San Diego County

Robust Fundamentals will Grow Economy, Although New Risks Abound Today

The San Diego region’s economy displays robust fundamentals and will continue expanding in 2019—although probably at a slower pace. However, certain risks could impact local businesses and consumers going into 2020 and turn into a recession.

That’s according to local experts and organizations recently presenting a slew of economic forecasts in January, including the San Diego Association of Governments (SANDAG), the School of Business at University of San Diego, the Fermanian Business and Economic Institute at Point Loma Nazarene University, and the San Diego Business Journal. The keynote speakers’ opinions spotlight intriguing viewpoints, trends and projections so your credit union can plan appropriately.

Click here for the entire archived forecast report, or view the synopsis below:

San Diego County Forecast

  • If a recession is forming on the horizon for San Diego County and the nation, it hasn’t come into sight just yet—especially as the region’s “local GDP” will probably hit a record this year. Experts say there is too much positive business and consumer activity in the pipeline to throw the economy off course in 2019—although sometime in 2020 is a possibility (the question is whether it happens sooner versus later in the year, if at all). Nonetheless, the county’s Gross Regional Product (similar to the most widely used national economic measurement of U.S. Gross Domestic Product or GDP) will hit a record $253 billion in 2019 (up 46 percent from a low of $173 billion in 2009).

  • Although San Diego County’s economy will continue expanding in 2019 and outpace the nation, local growth is slowing down. After averaging nearly 31,000 new positions in annual job growth from 2012 – 2018, the region’s yearly employment expansion will drop to about 17,000 – 19,000 in 2019. Some employers are having the most trouble than they’ve had in a long time finding workers to fill positions. As 2020 approaches, employment growth will continue slowing down since the economy has already entered what many experts say is the “late” stage of its current expansion. With unemployment very low (3.2 percent in the county), only so many more individuals can be employed out of those wanting to be employed (labor force participation rate). The region hit a record 1.53 million non-farm company payroll jobs in 2018, rising 24 percent from a low of 1.23 million in 2010 (and surpassing the prior peak of 1.33 million).

  • Even as San Diego County’s economic growth downshifts in 2019, its diverse number of industries and active business climate provide a good foundation to fall back on. Technology, cybersecurity, computer science, tourism, military, and defense make up the region’s top dependable sectors. Also, local companies bringing Initial Public Offerings (IPOs) to the investment marketplace have made waves in the San Diego region within bio-technology and life sciences, showing economic diversity.

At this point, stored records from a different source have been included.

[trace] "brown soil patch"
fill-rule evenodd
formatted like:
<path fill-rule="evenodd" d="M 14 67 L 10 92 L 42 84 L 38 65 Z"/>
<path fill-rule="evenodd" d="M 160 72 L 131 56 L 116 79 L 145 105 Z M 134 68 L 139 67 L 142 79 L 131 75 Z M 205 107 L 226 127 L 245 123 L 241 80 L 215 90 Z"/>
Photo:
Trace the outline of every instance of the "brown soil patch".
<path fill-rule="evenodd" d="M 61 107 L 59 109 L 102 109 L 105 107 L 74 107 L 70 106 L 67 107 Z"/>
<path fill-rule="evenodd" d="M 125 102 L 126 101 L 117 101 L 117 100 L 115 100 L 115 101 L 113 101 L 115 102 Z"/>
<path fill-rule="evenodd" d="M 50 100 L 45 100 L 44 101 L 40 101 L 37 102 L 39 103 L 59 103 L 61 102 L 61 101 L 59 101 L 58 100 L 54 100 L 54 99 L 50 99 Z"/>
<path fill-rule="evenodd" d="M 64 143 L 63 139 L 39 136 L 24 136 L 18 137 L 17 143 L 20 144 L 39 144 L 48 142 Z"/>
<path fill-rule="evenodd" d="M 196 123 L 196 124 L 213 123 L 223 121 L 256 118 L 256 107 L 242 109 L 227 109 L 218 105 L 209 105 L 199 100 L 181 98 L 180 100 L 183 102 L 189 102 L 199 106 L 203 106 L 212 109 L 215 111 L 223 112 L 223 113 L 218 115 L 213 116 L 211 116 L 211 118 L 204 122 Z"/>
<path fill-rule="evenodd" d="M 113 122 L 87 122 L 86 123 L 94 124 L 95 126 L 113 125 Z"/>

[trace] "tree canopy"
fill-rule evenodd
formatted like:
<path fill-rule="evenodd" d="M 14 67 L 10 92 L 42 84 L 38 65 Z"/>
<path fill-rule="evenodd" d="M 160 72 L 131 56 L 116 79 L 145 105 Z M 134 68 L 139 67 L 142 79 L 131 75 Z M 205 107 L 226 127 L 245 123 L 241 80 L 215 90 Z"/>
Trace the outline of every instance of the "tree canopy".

  • What could counteract the positive economic pipeline is slower global economic growth, higher interest rates for consumers, and a housing market that’s downshifting. Headwinds against the U.S. economy (and San Diego County) include the changing global, geopolitical and economic environment. Foreign trade tension will negatively affect global growth, and so will a tightened monetary policy by the Federal Reserve. Also, a slowing housing market possibly signals an upcoming “reverse wealth effect,” where consumers begin to tighten their spending habits. Additionally, total non-financial corporate debt has reached a historic high as many large corporations have leveraged low interest rates (downside risk to an upside economy).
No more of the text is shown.